The trimming-band shares show how much data would remain if we restricted analysis to less extreme propensity regions. Trimming improves stability, but it changes the target population.

Compute Weights And Effective Sample Size

This cell computes several weight variants:

Plain inverse propensity weights.
Stabilized weights, which multiply by marginal treatment probabilities.
Clipped weights, using propensities clipped to [0.01, 0.99] and [0.05, 0.95].

It also computes effective sample size, which falls when weights concentrate on a few units.

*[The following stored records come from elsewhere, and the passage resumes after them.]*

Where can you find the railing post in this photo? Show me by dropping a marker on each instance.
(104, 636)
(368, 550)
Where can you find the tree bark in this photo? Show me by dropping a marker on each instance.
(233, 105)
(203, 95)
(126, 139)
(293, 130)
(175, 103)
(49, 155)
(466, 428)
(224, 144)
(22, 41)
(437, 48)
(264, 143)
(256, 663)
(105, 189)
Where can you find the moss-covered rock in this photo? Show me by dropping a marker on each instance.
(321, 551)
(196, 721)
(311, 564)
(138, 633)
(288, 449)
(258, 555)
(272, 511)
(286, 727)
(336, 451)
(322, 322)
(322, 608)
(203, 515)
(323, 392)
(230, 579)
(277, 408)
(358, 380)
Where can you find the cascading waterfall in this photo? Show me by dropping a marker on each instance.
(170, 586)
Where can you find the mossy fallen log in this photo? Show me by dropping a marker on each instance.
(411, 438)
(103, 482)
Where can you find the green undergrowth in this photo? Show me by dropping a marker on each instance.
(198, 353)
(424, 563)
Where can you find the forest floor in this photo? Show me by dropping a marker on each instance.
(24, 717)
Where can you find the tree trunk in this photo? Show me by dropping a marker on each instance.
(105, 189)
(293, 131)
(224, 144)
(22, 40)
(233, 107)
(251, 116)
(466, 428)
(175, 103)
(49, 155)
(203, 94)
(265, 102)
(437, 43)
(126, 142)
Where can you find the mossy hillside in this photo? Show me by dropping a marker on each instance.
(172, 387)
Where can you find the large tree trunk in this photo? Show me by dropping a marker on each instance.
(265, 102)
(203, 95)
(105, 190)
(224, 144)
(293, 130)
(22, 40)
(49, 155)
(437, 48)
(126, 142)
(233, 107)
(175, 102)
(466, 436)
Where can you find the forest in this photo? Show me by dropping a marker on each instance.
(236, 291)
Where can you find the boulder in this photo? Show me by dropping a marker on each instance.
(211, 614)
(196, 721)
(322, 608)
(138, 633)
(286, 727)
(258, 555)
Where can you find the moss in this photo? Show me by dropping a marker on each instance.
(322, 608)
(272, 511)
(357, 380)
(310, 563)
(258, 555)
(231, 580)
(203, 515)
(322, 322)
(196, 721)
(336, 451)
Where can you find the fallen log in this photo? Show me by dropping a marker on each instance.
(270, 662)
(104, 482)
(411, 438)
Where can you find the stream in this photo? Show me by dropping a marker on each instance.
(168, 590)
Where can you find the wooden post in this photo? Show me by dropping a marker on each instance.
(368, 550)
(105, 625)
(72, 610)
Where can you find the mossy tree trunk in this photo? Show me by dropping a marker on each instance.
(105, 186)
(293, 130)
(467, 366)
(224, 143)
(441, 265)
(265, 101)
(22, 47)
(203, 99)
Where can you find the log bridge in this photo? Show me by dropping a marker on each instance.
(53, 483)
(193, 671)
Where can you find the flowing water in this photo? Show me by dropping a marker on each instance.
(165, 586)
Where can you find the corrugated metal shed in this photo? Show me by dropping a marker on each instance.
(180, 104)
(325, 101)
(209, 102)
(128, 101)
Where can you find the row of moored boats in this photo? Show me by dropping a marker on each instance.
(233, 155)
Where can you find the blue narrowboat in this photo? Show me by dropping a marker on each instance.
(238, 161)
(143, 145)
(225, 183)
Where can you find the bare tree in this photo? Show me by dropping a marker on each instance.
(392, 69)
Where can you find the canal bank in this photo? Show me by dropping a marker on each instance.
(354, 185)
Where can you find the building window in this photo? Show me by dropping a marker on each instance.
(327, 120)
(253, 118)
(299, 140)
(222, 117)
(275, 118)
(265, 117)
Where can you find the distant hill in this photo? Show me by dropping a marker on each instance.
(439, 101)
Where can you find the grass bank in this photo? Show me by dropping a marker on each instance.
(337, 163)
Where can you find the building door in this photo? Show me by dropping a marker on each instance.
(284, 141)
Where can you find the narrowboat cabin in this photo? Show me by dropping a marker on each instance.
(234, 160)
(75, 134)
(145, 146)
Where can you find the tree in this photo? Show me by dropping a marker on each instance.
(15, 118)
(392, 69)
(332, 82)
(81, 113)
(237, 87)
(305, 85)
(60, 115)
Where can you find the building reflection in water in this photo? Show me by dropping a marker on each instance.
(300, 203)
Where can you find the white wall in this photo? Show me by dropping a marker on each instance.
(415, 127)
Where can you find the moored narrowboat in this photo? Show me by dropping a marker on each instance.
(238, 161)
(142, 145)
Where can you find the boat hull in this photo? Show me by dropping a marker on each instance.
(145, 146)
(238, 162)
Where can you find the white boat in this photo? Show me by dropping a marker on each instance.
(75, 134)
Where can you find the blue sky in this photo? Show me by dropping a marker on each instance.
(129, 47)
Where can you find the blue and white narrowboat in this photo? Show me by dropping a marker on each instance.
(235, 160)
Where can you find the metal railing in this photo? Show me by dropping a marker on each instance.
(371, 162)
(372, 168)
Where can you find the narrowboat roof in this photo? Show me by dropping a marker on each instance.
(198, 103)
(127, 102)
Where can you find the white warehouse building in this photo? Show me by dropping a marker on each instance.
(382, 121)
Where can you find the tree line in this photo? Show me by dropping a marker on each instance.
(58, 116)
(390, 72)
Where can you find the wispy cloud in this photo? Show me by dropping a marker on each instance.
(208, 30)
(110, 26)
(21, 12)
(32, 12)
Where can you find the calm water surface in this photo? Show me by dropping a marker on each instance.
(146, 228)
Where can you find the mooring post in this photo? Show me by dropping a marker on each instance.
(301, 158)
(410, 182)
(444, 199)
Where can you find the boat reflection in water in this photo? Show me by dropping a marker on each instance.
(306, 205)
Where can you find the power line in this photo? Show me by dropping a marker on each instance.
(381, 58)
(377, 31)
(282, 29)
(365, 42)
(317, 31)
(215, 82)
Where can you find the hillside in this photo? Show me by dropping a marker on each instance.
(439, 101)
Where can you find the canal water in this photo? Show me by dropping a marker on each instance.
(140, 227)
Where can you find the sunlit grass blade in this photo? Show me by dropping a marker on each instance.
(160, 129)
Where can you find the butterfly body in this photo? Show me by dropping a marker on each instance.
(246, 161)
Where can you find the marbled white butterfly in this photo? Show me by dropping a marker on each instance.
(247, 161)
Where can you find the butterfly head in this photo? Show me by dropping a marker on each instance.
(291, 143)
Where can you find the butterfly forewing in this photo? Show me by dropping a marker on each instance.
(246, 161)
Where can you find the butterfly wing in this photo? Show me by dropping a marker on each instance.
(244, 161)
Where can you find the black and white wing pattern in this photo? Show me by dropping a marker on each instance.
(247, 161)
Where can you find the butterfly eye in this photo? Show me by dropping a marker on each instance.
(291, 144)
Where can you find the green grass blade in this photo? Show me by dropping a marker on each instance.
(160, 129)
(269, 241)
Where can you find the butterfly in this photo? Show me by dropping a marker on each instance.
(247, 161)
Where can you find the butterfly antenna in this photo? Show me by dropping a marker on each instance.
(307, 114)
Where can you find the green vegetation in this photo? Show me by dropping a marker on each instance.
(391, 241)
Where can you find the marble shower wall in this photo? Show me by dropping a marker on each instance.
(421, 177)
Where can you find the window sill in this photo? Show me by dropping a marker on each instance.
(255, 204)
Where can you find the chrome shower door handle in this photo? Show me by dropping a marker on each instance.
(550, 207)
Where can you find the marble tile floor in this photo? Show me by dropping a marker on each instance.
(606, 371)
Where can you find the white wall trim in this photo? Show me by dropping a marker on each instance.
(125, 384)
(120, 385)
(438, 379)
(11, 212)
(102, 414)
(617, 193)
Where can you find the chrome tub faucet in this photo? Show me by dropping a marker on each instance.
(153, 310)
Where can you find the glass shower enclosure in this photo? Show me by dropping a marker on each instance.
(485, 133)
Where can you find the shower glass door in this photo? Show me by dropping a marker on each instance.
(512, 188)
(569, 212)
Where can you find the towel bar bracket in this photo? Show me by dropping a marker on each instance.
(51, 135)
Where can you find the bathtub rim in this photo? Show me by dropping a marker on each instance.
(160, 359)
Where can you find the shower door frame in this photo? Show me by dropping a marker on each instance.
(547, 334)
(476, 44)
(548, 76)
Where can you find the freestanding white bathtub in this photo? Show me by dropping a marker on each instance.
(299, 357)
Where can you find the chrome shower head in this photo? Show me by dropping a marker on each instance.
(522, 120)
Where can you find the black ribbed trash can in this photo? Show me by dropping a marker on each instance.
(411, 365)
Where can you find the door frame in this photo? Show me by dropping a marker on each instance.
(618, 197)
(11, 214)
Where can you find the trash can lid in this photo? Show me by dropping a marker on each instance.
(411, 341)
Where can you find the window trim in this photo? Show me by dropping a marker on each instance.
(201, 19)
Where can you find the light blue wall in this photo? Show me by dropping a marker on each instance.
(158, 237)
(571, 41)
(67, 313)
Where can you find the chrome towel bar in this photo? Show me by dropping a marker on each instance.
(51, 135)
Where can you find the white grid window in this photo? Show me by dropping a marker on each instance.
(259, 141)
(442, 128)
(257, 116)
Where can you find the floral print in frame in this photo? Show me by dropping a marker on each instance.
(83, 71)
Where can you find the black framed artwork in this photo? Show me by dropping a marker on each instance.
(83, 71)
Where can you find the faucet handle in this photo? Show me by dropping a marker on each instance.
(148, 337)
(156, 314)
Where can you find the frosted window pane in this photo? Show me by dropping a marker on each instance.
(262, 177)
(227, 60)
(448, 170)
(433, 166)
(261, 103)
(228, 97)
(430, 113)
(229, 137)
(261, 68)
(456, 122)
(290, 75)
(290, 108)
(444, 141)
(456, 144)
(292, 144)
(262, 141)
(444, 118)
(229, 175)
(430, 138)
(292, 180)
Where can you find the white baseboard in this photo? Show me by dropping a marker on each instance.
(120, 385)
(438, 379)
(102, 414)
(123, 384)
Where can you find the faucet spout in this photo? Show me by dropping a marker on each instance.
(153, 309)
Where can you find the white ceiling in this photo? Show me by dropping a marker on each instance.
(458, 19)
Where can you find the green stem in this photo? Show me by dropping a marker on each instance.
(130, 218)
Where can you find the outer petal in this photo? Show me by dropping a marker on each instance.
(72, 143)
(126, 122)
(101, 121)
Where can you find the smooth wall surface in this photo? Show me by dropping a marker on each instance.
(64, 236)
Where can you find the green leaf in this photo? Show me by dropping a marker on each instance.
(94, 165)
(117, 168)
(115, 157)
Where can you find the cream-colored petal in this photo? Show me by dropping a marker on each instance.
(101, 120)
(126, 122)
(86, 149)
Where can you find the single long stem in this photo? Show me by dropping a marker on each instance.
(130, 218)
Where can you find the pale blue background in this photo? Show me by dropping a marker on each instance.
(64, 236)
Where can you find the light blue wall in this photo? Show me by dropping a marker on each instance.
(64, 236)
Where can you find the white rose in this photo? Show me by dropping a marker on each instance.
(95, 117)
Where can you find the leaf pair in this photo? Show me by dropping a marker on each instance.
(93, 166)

def add_weight_columns(df):
    weighted_parts = []
    for scenario, scenario_df in df.groupby("scenario"):
        part = scenario_df.copy()
        treatment = part["feature_exposure"].to_numpy()
        p_treated = treatment.mean()

        for propensity_col, suffix in [
            ("estimated_propensity", "raw"),
            ("clipped_propensity_01", "clip01"),
            ("clipped_propensity_05", "clip05"),
        ]:
            propensity = part[propensity_col].to_numpy()
            part[f"ipw_weight_{suffix}"] = treatment / propensity + (1 - treatment) / (1 - propensity)
            part[f"stabilized_weight_{suffix}"] = (
                treatment * p_treated / propensity
                + (1 - treatment) * (1 - p_treated) / (1 - propensity)
            )
        weighted_parts.append(part)
    return pd.concat(weighted_parts, ignore_index=True)

def effective_sample_size(weights):
    weights = np.asarray(weights)
    return weights.sum() ** 2 / np.sum(weights ** 2)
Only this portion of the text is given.